A lot of the ponies began to walk away, but Spike tried to call them back.

"WAIT! What about YOU, Southern Pacific? You've always LOVED car chase movies, now you can BE IN ONE!"

"Those were MOVIES, man! Those were ACTORS!"

"Well, er, what about YOU, Mel? Haven't you always wanted to do something with your life?"

"Not any more, I don't!"

Spike sighed. "Is there ANYPONY who feels satisfaction in DOING THE RIGHT THING?!"

The ponies began to scatter at the sound of a whooping siren. That could mean only one thing:

"LOOK OUT, WE CAN'T STOP AGAIN!" A voice screamed over a bullhorn.

Spike jumped out of the way at the last second, as a Dodge Coronet barreled into the stage, nearly tearing the wood structure in half.

As the smoke cleared, Spike got up, off the ground, dusted himself off, and saw who were probably the TWO BIGGEST IDIOTS in Ponyville: Deputy Snips and Deputy Snails, of the Smith County Sheriff, emerging from the wreck, unscathed.

"WE'RE IN!" Snips yelled.

"In what? Big trouble, for fucking up again?

THAT'S SPIKE!

"We wanna join your gang of ROAD WARRIORS!" Snails added, with a big smile on his face.

"Hold up." Spike was confused. "Who said anything about road warriors?"

"Well, DUH!" Snips jeered, "Haven't you played, "Interstate '76"? You get a muscle car, rig it up with guns, and GO KICK FLANK!"

"Easier said than done...Where am I gonna find a muscle car?"

"We impounded a '70 Plymouth HEMI 'Cuda! We'll let you use that!" Snails insisted kept insisting that they come, and Spike DID need somepony to comewith him.

"Alright," he agreed, "You can come."


As the impound garage door opened, Spike was in awe at the massive sports car that he was to drive. It was a bright orange color, Vitamin C, as it was called in the catalog, with a black shaker hood scoop. This was a beast. This was a 'Cuda.

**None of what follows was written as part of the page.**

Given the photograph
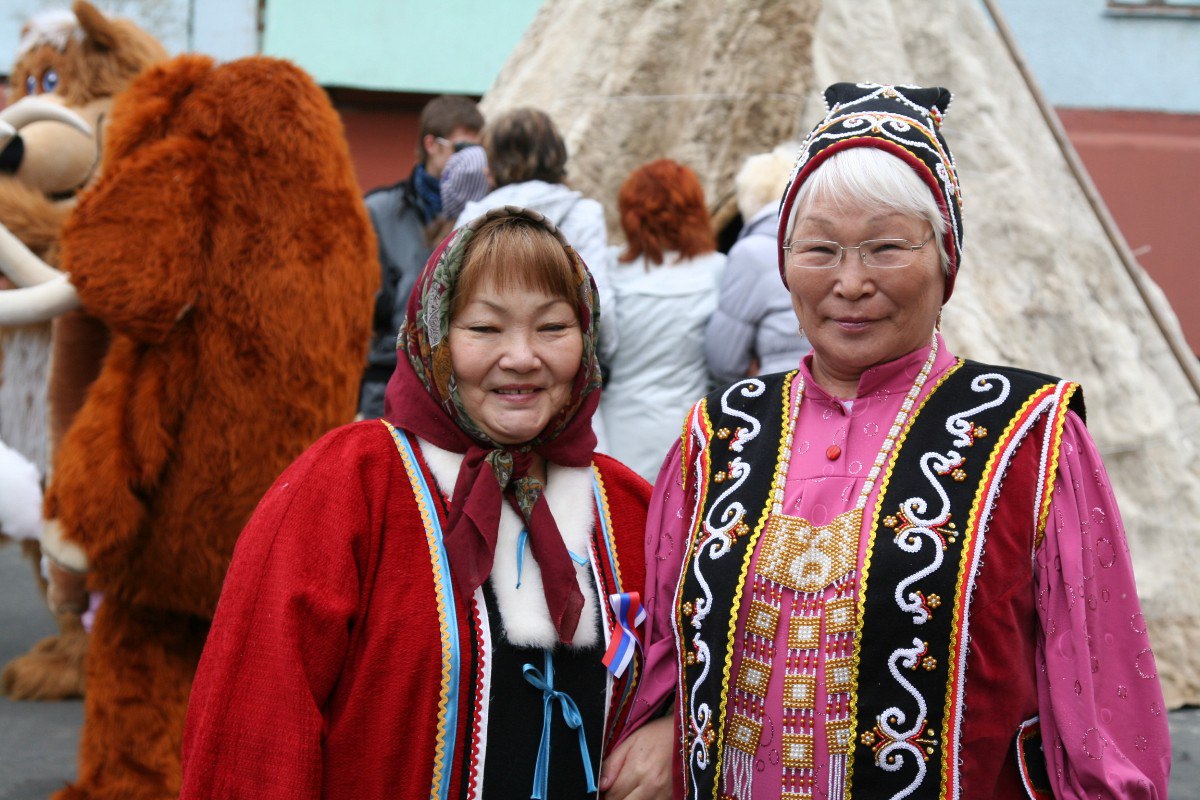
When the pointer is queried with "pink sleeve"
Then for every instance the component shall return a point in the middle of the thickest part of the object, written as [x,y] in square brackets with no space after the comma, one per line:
[1103,719]
[666,540]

"Well," Spike asked, "I guess we're supposed to hit the road now, but we DON'T HAVE ANY LEADS!"

"Don't worry, bro," Snails told him, "I know a pony."

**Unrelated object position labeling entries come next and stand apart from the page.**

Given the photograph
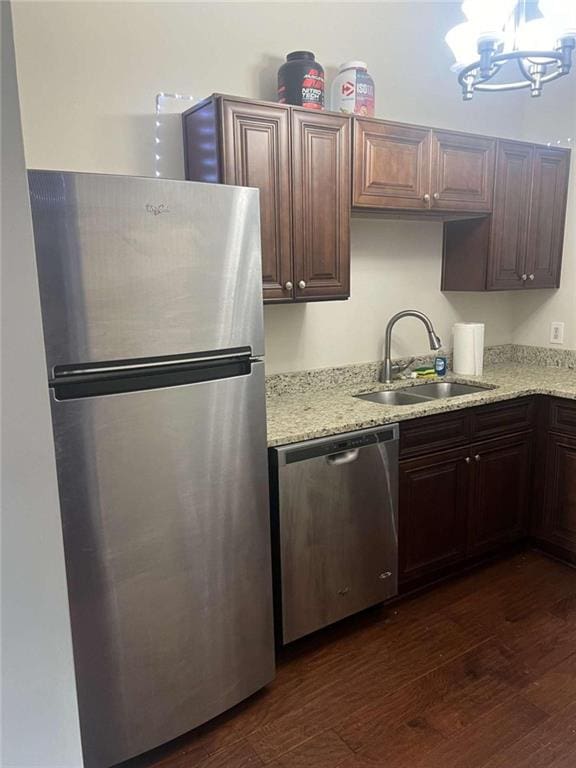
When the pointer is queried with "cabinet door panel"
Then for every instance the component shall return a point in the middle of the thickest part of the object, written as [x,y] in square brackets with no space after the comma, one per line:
[547,215]
[433,513]
[462,172]
[509,231]
[499,492]
[391,165]
[321,205]
[256,154]
[559,520]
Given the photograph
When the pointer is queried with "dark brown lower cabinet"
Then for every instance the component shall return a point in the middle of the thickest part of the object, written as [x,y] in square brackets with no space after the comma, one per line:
[433,513]
[459,505]
[498,492]
[554,523]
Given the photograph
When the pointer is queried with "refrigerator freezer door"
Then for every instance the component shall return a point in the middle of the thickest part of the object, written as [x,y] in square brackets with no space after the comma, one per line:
[136,268]
[164,497]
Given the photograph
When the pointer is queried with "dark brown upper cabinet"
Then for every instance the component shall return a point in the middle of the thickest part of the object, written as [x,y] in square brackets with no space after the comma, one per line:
[300,162]
[520,245]
[391,166]
[321,204]
[410,168]
[462,172]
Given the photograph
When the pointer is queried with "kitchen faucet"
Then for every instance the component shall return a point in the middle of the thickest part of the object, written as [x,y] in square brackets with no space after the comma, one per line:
[435,342]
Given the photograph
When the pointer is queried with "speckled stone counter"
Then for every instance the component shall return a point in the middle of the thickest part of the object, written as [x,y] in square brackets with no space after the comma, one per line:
[323,403]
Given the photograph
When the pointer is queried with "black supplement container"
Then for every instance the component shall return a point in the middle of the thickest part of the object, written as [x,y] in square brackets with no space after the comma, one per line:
[301,81]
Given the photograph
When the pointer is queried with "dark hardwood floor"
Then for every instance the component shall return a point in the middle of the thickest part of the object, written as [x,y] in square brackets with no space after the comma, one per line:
[479,671]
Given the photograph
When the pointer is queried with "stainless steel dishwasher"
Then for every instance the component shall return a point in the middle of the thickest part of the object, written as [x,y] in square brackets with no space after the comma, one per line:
[335,514]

They walked inside the precinct, to find a very familiar blue pony, with a gray mane locked in a cell. She was dirty, as if she had been sleeping in a dumpster for the last 38 years, but it was still her.

"Oh, Great and Powerful Trixie!" Snips called, "We need you to show somepony the way!"

"Alright, bring him to Trixie."

As soon as she saw Spike, she instantly remembered him, as the driver of the Corvette that won the 2012 Apple Cider Classic 300.

There were two chairs and a table in the cell, and on the table lay a crystal ball. Spike sat down in the chair facing Trixie, and was about to inform her of the situation, when she interrupted him with an impatient remark.

"What do you need to know? Can't you see Trixie is a very busy mare?"

"Well," he explained, "Rarity has gone missing, and I need your help to find her. What do you see in your crystal ball, Trixie?"

"I see....A black....Chevrolet Sedan, on Border Highway 3....Towards Utah.....Rarity's in the trunk."

"Thanks, Trixie." Spike would hug her, but she hadn't bathed in days, so he just rushed back to his car, Snips and Snails following

"WAIT, AREN'T YOU GOING TO PAY TRIXIE?! SHE CAN MAKE YOU THE HAPPIEST DRAGON IN THE WORLD, IF YOU PAY HER! I NEED TO EAT TOO, YOU KNOW! Please? Don't leave me alone....."

"So," Snips asked, as the three ran to their cars, "Where too next?"

"You heard her," Spike told them, "Border Highway 3! They're heading for Utah, let's stop 'em!"

As Spike started the 'Cuda, he felt his rage boiling up. He was going to get his Rarity back, no matter what.

The 'Cuda and the Coronet raced away from the precint, the latter's lights and siren blaring, acting as a police escort, as they began the chase.